What Events Does the Old Testament Describe? The history of the Old Testament spans nearly two millennia, in contrast to the New Testament which covers a century. One significant event in that history that occurred during the Early Bronze Age is the invention of writing; cuneiform, in Mesopotamia and hieroglyphics in Egypt. Although precise dates for the lives of Israel’s patriarchs (Abraham, Isaac and Jacob) are impossible to determine, it is believed they began generally during the Middle Bronze Age. Israel’s Beginnings: Moses and Joshua
Sometime during the Late Bronze Age, while Israel suffered under the burden of slavery to Egypt, Moses was born to the tribe of Levi. Moses was called and prepared by God to lead the Israelites out of their bondage from Egypt. The Israelites’ exodus occurred sometime during the New Kingdom Period of Egyptian history. Joshua succeeded Moses and led the nation of Israel in conquest of the promised land, fulfilling the promises to the patriarchs. Israel’s Statehood: David and His Dynasty A group of newcomers who probably fled from Mycenaean cities in Greece arrived in the Near East.

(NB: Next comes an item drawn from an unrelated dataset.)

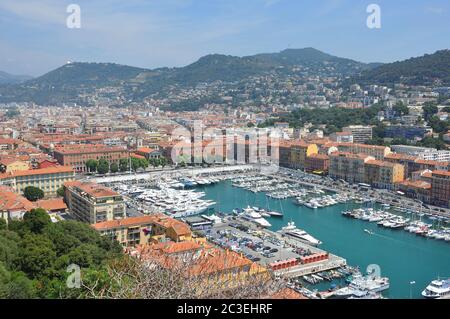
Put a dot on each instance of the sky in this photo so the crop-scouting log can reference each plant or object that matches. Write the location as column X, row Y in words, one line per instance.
column 35, row 39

Known as the Sea People, their presence brought political change and instability for the Israelites. The constant threat of military invasion from various other groups caused Israel to call out to God for a king. The prophet Samuel, led by God, first anointed Saul as the king of Israel. However, Saul failed to maintain a right relationship with God and was rejected as king. Samuel was instructed by God to anoint David as the next king. Under David’s strong leadership, the nation thrived and experienced a time of stability. Although internal strife existed among the nation, David left to his son, Solomon, a unified kingdom.
Under Solomon’s reign, the borders of Israel expanded northward to the Euphrates and southward to Egypt and he brought great wealth and prosperity to the nation through international trade. Solomon, like Saul, allowed his heart to turn from God and shortly after his death, the nation split into two weaker nations. Israel in the north and Judah in the south became the divided monarchy. The Davidic dynasty continued in Judah for almost 350 years. The Assyrian empire emerged and for a while dominated the political landscape of Syria-Palestine.

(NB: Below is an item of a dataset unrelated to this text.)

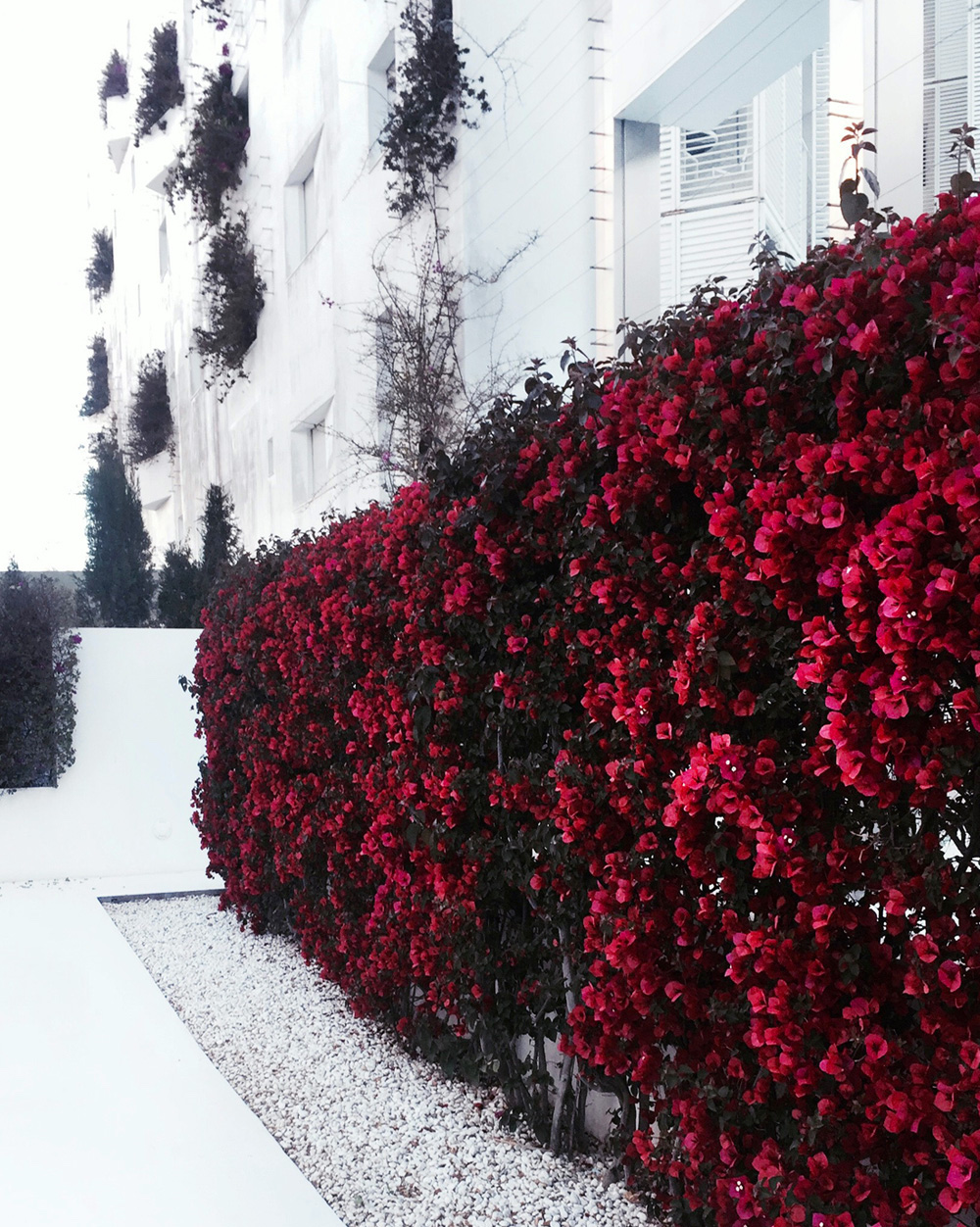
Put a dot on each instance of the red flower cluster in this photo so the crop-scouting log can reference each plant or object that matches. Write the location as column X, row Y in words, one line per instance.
column 659, row 730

When Assyria began to experience internal weakness, the divided monarchy led by Jeroboam II in Israel and Uzziah in Judah, experienced a time of prosperity. Moral decay and social injustice began to consume the soul of Israel and Judah. This was the backdrop for the first of the classical prophets: Amos, Hosea, Isaiah, and Micah. God raised up his servants to warn the nations of impending doom and to call them to repentance (p. 53). Assyria rose again to full strength and was “ready to be used as God’s instrument of destruction against the rebellious northern Israel” (p. 54).

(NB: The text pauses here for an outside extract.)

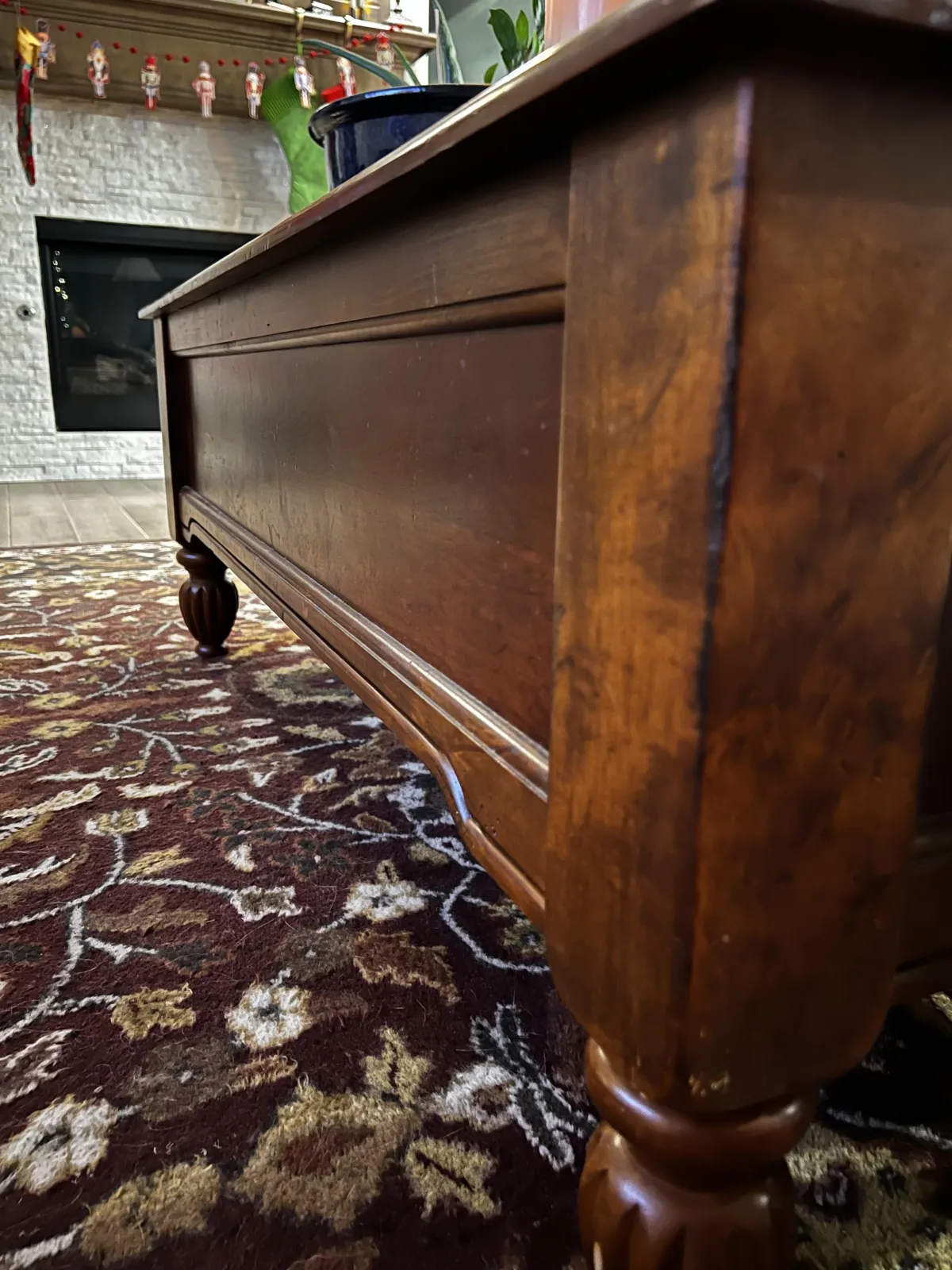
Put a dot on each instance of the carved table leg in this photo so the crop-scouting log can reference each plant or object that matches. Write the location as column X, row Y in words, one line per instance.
column 664, row 1191
column 209, row 600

Babylonia emerged as a formidable foe against Assyria and eventually captured Jerusalem, taking King Jehoiachin into exile, along with many people of Jerusalem, including Ezekiel. They destroyed the city and tore down the temple, effectively ending the Davidic Dynasty. The loss of temple and kingship was a dominant and formative event in the Old Testament history. It forced the nation to re-think theological assumptions and re-formulate Israel’s earlier religious convictions, especially the nature of God’s covenant. Thus, emerged some of Israel’s most significant prophetic figures: Jeremiah, Habakkuk and Ezekiel.